In the following year he declared, in a letter to Buckingham from Lambeth, against the levy of a benevolence without parliamentary sanction, and suggested in place of it a tax of 1d. or 2d. in the shilling on necessary commodities (ib. cxxviii., 25 March 1622). In 1623, 1624, and 1628 he was included, as a friend of Buckingham, with others in the commission for the examination of the duke's estates and revenue. Before 1625 Paule received the post of principal registrar to the high commissioners for causes ecclesiastical, and to his majesty's judges delegates (see State Papers under date 16 Jan. and 1 Feb. 1625, clxxxii. 1). He was returned for Bridgnorth for the parliament of 1625. Later in the same year he wrote from Twickenham to inform Secretary Conway in a calm constitutional tone of the opposition in Middlesex and Surrey to the raising of money on privy seals (State Papers, Dom. Car. I, viii. 34, 24 Oct. 1625). He was returned for the succeeding parliament of 1627–8 as member for Bridgnorth, along with Sir Richard Sheldon or Shilton [q. v.], solicitor-general. In 1629 he resigned his post of chief clerk in the king's bench (ib. Dom. dclii. 27). In 1631 he successfully petitioned the king (17 March) for ‘a dispensation to exempt him from shrievalty and other services, in consideration of his infirmities, being sixty-eight years of age’ (ib. Dom. Car. I, clxxxvi. 104, 17 March 1631).

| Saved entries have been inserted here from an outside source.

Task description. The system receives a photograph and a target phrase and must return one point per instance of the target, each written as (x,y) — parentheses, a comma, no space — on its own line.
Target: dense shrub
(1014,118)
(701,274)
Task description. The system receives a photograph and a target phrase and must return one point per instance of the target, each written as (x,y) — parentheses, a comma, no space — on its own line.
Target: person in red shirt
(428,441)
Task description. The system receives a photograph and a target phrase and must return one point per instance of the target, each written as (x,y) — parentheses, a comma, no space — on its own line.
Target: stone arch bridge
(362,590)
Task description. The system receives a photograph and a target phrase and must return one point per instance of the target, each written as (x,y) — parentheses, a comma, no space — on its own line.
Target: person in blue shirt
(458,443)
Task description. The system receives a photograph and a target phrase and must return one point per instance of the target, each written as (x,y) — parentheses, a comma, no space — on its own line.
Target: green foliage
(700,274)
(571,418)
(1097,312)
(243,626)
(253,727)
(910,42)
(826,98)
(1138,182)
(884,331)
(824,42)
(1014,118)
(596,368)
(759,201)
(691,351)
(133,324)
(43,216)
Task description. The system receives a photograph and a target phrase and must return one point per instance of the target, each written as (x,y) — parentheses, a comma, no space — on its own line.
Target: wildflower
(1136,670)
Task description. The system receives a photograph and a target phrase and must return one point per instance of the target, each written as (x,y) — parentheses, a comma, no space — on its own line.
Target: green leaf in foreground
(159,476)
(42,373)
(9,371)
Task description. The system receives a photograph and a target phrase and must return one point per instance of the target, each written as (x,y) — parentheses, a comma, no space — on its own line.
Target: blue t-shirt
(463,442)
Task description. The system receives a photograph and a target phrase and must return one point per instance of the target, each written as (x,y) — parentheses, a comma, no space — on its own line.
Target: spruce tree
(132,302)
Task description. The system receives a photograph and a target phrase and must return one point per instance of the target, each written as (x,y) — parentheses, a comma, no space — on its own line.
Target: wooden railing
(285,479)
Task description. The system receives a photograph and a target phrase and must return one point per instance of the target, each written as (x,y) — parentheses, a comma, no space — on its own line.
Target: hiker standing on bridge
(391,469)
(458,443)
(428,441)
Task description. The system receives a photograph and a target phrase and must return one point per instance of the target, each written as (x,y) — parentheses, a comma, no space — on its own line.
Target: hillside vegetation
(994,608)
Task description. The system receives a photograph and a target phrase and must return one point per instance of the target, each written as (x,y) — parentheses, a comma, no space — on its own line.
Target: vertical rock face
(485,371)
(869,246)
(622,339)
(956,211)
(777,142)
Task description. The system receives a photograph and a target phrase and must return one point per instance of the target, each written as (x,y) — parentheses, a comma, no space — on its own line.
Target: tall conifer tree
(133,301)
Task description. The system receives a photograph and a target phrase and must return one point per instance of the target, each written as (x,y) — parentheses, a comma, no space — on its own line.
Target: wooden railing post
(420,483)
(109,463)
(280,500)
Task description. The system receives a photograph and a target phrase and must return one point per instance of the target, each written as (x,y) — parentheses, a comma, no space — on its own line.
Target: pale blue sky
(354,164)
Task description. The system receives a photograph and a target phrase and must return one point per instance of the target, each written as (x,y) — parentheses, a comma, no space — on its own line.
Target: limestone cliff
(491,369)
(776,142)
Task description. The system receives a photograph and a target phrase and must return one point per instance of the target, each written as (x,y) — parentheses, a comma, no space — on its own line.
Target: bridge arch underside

Paule died shortly before 16 April 1635. After much dispute, John Oldbury became registrar to the high commission court, in succession to Paule, on condition of paying to Paule's son George, the king's ward, and to Dame Rachel Paule, the widow, 40l. per annum (Hist. MSS. Comm. 6th Rep. p. 79 b). Subsequently one Francis Paule obtained the office, and much litigation between him and Dame Rachel followed until 1645.

Paule wrote: ‘The Life of the most reverend and religious Prelate, John Whitgift, Lord Archbishop of Canterbury, written by Sir George Paule, Knt., Comptroller of his Grace's Household,’ London, 1612, 4to. Republished 1699, London, ‘to which is added a treatise intituled Conspiracy for pretended Reformation,’ by Richard Cosin [q. v.], 1591. The ‘Life’ only was reprinted in C. Wordsworth's ‘Ecclesiastical Biography,’ 1878, iv. 311–401.

[State Papers, Dom. ubi supra; Hist. MSS. Comm. 4th Rep. pp. 33, 47, 6th Rep. pp. 79, 87; Brydges's Restituta, i. 110, 193; Notes and Queries, 2nd ser. ix. 46; Strype's Whitgift, ubi supra; Whitgift's Works (Parker Soc.), vols. iii. vi. xi.; Metcalfe's Book of Knights, p. 158; Return of Members of Parliament.]